Postcard from Tom: Santa Fe restaurants offer many ways to enjoy red and green chiles

By Tom Sietsema
Washington Post Staff Writer
Sunday, June 27, 2010; F01

As far as veteran Santa Fe chef Martin Rios is concerned, people come to the capital of New Mexico "to eat good food and see art."

Not a problem. The city, which is celebrating its 400th birthday this year, stocks an estimated 200 places to eat and 300 or so galleries.

I did more eating and drinking than you'll read about in this dispatch, as some of my reservations in Santa Fe last month involved revisiting favorites that remain so. The Shed (113 1/2 E. Palace Ave.; 505-982-9030) is still great, as much for the tangy margaritas as for the red sauce made from chiles milled on-site. Other pit stops, such as the pan-Asian Mu Du Noodles (1494 Cerrillos Rd.; 505-983-1411) and the contemporary American Max's (403 S. Guadalupe St.; 505-984-9104), were fun to experience for certain dishes -- just about every appetizer at the former, pork belly BLTs and Rocky Mountain oysters at the latter -- but also less evocative of the region.

At the end of the day, I discovered that I was happiest grazing lower rather than higher on the food chain. Give me just three days in Santa Fe, and I want to eat as many red and green chiles as I can. (In deference to New Mexicans, and contrary to Post style, this story refers to the native peppers as chiles rather than chilies.)

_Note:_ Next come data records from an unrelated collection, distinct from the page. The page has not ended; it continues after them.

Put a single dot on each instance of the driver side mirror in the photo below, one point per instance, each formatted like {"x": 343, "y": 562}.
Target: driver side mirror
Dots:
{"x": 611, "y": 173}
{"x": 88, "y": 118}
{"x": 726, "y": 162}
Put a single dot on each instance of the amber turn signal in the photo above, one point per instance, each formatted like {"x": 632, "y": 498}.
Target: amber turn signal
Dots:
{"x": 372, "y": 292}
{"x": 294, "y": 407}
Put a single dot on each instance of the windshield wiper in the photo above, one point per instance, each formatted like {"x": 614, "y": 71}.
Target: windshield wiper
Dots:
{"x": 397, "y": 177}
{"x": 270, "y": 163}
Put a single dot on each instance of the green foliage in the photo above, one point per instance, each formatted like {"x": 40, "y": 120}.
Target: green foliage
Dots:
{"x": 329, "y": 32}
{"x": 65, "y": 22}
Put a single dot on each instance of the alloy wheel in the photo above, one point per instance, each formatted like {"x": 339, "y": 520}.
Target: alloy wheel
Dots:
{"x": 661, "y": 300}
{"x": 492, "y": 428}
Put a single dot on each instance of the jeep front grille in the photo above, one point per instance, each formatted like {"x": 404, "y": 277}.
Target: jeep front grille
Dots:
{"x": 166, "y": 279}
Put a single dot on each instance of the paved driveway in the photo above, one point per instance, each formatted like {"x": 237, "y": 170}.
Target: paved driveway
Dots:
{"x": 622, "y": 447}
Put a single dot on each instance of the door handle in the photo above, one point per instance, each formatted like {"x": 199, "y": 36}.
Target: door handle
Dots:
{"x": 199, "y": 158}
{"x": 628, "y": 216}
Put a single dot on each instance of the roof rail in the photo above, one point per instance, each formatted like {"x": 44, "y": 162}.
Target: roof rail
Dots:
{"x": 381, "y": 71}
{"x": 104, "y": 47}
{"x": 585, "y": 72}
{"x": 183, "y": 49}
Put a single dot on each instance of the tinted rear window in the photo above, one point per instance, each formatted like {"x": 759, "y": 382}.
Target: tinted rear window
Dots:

I took two notable breaks from table-hopping, both at Ten Thousand Waves, a winding 20-minute drive from the plaza in the heart of the city. It's a rustic Japanese-inspired spa (3451 Hyde Park Rd.; 505-992-5025) and the perfect way to unwind after a long flight or before dinner. Let's just say that I'm a new fan of CryoStem skin therapy as it applies to my mug. And any meal tastes better after someone with a soothing voice has rubbed you the right way with hot and cold stones for 70 minutes.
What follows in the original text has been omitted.